El ISIS forzó a decenas de miles de personas a huir de sus hogares y usó a civiles como escudos humanos, recordó Zeid. Consideró que esas acciones constituyen un crimen de guerra bajo el derecho internacional humanitario y una violación de los estándares más básicos de respeto a la dignidad humana y la moralidad.

"El cruel control del ISIS en Mosul se ha acabado", declaró Zeid, pero alertó que esos militantes todavía pueden seguir aterrorizando y matando en bombardeos y secuestros.

De hecho, dijo, la gente sigue siendo sometida a diario a sufrimientos horribles en otras ciudades controladas por el ISIS, como Tal Afar y Jawijah.

El Alto Comisionado señaló que ahora que Mosul fue liberada se hizo más evidente el alcance de las violaciones y abusos del ISIS.

La información recopilada por su oficina sugiere que se cometieron violaciones del derecho internacional durante los tres años en que el grupo terrorista controló Mosul y otras áreas en Iraq.

"Las graves y sistemáticas violaciones del derecho internacional por parte del ISIS, entre ellas la esclavitud sexual de mujeres y niñas, cometidas durante los últimos tres años han dejado profundas cicatrices en la sociedad iraquí", dijo Zeid.

Esto incluye el secuestro de 1.636 mujeres y niñas y más de 1.700 hombres y niños de la comunidad Yazidi, que siguen desaparecidos.

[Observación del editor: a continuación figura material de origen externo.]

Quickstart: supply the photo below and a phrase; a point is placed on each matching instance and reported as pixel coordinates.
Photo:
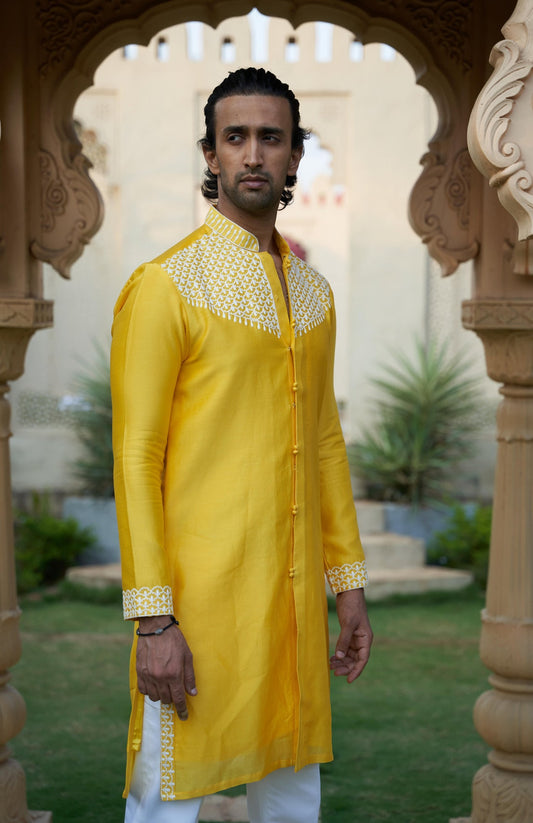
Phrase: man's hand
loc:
(355, 638)
(164, 665)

También apuntó que existen denuncias de abusos cometidos por las fuerzas iraquíes y sus asociados, así como por personas que actuaron en venganza por la captura de combatientes del ISIS o acusados de apoyar a esos militantes.

El Gobierno iraquí debe asegurarse, apenas sea posible, de cumplir con su responsabilidad de restablecer la ley y el orden en Mosul, así como cubrir las necesidades humanitarias de los civiles en esa área.

También animó al diálogo entre las comunidades para romper con los ciclos de violencia y promover la rendición de cuentas por los crímenes contra los iraquíes.

Según datos de la ONU, desde que la ofensiva militar en contra del ISIS comenzó en Mosul el 17 de octubre del año pasado, más de 920.000 civiles se han desplazado de sus hogares. Además, cerca de 700.000 siguen desplazados, casi la mitad de ellos están viviendo en 19 campamentos temporales.